Note that it should likely be
I like the trick of
y_q_diffable = y + (y_q - y).detach(). (In fact, I once proposed to give a lightning talk just on this line of code and whereit is useful.)
I always like to credit
@hughperkins for sharing the trick here on the forums when he seen it in a paper and he knows a ton references for applications, too.
Yes, you’re right. It should be
Do you mind explaining this trick a little bit more in detail?
y_q_diffable is y_q ( = y + y_q - y) for the forward. But during backwards, the gradients propagate as if y_q_diffable were y.
y = tf.stop_gradient(y_hard - y) + y
Whoa, that’s so clever. I had to stare at that for ages before finally figuring that out. So cool . So, the result of this is:
y is pure one-hot, in terms of value (since we add the soft y, and then subtract it again
the gradients are those of soft y (since all the other terms in this expression have their gradient stripped)

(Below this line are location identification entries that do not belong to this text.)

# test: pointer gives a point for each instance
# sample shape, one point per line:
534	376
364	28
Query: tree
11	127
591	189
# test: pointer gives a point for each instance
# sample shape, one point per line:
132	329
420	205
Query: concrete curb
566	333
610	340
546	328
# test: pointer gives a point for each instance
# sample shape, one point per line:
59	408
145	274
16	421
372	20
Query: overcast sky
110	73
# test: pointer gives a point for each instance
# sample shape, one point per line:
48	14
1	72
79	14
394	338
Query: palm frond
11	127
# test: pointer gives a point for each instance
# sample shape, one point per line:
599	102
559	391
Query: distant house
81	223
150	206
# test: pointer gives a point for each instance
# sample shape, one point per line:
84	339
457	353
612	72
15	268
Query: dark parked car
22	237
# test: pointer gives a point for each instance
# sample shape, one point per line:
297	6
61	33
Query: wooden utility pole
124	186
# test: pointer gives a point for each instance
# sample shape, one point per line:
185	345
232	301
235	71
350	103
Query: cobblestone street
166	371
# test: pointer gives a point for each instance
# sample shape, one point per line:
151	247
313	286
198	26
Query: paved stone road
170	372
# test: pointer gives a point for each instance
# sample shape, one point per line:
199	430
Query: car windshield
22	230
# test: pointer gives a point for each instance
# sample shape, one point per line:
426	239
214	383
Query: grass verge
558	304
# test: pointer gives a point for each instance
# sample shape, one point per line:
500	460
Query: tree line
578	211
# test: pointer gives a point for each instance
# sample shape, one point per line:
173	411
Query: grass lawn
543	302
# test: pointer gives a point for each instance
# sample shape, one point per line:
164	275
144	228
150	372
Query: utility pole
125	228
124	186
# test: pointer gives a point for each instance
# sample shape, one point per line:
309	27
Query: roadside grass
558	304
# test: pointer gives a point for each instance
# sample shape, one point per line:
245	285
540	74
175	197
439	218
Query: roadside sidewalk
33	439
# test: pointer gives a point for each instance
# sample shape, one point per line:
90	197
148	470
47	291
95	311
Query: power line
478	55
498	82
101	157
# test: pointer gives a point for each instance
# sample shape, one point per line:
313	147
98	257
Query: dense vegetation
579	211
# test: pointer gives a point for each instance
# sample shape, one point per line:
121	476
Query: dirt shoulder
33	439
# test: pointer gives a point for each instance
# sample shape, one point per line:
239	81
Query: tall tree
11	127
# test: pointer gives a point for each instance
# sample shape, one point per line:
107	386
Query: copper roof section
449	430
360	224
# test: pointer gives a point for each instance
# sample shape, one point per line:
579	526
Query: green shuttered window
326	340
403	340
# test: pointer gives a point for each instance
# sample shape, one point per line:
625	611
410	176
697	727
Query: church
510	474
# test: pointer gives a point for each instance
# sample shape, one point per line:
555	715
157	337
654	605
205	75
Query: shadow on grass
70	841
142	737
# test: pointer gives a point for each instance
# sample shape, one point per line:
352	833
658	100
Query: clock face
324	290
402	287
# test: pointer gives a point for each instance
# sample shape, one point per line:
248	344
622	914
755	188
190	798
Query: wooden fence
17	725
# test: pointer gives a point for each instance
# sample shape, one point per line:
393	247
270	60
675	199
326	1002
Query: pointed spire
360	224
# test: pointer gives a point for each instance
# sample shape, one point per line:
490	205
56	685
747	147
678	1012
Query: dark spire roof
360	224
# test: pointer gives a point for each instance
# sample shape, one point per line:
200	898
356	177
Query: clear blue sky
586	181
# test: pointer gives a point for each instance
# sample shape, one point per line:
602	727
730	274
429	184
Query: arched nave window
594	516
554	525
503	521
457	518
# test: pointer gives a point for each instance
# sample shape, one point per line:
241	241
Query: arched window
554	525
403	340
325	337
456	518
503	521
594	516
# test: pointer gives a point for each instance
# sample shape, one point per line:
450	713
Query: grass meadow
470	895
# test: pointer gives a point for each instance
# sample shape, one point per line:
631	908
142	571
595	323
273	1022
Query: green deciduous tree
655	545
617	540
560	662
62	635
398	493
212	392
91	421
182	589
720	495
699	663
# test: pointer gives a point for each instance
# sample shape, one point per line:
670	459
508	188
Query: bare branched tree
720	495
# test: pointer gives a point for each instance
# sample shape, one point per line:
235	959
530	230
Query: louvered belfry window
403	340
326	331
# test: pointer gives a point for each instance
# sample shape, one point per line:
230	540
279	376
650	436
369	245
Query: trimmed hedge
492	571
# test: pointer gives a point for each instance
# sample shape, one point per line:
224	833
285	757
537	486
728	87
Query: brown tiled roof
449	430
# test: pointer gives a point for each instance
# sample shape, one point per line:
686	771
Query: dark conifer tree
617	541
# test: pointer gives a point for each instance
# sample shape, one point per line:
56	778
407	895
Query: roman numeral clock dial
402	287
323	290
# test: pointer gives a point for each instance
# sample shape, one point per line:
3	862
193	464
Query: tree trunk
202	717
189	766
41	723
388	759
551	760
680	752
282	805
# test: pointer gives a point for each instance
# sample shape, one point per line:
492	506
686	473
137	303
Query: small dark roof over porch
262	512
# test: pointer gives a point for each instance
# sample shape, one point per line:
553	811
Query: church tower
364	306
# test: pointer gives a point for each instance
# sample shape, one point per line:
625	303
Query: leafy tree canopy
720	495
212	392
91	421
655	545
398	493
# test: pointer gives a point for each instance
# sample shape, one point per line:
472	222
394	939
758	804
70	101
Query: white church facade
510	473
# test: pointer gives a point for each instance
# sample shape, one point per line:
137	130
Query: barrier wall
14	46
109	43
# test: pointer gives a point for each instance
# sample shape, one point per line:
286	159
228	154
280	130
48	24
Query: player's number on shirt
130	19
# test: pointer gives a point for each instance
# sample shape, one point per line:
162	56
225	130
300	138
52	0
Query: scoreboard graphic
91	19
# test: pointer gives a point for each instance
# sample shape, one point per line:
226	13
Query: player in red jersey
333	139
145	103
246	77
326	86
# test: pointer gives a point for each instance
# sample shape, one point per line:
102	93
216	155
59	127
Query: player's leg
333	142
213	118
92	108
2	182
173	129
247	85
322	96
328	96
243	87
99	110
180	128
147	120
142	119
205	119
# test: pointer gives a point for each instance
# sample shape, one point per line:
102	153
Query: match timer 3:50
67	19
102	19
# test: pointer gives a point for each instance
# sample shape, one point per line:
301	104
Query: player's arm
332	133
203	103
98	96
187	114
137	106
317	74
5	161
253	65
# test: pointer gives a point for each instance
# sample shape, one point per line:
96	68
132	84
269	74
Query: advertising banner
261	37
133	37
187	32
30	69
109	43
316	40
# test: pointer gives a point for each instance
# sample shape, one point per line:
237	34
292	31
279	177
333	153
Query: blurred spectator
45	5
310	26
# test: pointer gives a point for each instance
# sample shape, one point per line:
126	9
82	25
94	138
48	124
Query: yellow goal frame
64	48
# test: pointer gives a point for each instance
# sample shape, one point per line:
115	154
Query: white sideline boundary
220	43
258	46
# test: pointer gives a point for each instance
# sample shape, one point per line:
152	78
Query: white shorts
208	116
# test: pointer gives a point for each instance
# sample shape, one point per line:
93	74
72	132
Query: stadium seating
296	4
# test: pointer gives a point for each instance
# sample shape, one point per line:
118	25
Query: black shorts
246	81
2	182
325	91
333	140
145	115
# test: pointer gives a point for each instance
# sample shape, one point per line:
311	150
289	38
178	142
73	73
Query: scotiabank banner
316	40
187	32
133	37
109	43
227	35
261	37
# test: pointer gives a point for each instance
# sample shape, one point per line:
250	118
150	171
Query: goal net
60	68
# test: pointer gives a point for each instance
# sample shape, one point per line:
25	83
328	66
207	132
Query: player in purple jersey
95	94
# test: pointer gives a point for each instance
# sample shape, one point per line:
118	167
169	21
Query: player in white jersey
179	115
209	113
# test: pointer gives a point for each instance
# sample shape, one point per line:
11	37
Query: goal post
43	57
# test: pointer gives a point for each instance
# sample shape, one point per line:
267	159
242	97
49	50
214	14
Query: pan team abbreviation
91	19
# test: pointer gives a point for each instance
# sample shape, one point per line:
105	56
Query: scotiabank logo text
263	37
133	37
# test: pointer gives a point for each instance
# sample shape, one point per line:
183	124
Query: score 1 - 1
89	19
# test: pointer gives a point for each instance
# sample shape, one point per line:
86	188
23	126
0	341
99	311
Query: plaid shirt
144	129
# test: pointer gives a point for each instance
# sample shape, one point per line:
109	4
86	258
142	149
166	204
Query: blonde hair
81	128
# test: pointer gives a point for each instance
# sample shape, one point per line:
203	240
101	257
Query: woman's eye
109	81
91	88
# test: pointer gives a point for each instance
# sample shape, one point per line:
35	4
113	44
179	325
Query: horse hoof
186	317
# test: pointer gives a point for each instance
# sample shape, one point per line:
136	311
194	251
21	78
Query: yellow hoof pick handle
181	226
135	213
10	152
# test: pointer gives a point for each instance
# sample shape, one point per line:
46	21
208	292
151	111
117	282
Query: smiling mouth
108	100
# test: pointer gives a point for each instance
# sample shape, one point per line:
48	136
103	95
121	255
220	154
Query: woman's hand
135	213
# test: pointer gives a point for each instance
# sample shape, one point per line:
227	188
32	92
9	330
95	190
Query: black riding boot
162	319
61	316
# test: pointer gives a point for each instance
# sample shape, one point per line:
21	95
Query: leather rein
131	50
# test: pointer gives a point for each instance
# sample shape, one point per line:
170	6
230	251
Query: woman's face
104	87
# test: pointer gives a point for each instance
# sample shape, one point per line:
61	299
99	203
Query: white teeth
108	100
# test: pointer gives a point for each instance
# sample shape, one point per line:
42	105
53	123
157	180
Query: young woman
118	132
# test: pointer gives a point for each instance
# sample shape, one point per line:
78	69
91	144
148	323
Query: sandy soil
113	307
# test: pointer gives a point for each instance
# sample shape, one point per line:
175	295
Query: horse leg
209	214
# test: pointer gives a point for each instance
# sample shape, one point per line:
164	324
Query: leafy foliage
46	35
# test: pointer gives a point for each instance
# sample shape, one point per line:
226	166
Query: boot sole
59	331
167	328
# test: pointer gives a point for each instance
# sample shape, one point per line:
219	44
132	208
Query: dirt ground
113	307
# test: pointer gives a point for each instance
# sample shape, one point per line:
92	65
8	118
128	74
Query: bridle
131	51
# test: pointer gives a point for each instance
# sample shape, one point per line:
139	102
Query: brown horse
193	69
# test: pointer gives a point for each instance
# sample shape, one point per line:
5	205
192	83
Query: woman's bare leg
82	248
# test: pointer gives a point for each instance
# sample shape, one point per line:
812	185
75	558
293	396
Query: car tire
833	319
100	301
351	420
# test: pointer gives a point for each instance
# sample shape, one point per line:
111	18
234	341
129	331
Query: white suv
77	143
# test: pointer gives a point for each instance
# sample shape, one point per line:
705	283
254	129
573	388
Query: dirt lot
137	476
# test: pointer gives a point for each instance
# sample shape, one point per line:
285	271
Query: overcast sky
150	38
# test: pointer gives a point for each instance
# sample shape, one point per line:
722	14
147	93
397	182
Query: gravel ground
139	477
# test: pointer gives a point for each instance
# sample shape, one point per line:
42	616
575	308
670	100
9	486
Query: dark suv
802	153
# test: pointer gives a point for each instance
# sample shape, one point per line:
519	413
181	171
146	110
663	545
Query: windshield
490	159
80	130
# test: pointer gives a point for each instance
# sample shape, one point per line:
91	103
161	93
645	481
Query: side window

@tom I am curious, did you prepare that talk in the end? Would you mind sharing some references for applications?
No, I didn’t, but my favourite application that I use in my autograd course is to emulate quantization aware training with it. The course are not freely available, but the particular example is also included in the
ACDL “Advanced introduction to PyTorch” talk of which I published the slides. I don’t know of any video recording and there wasn’t enough interest to re-record it back then.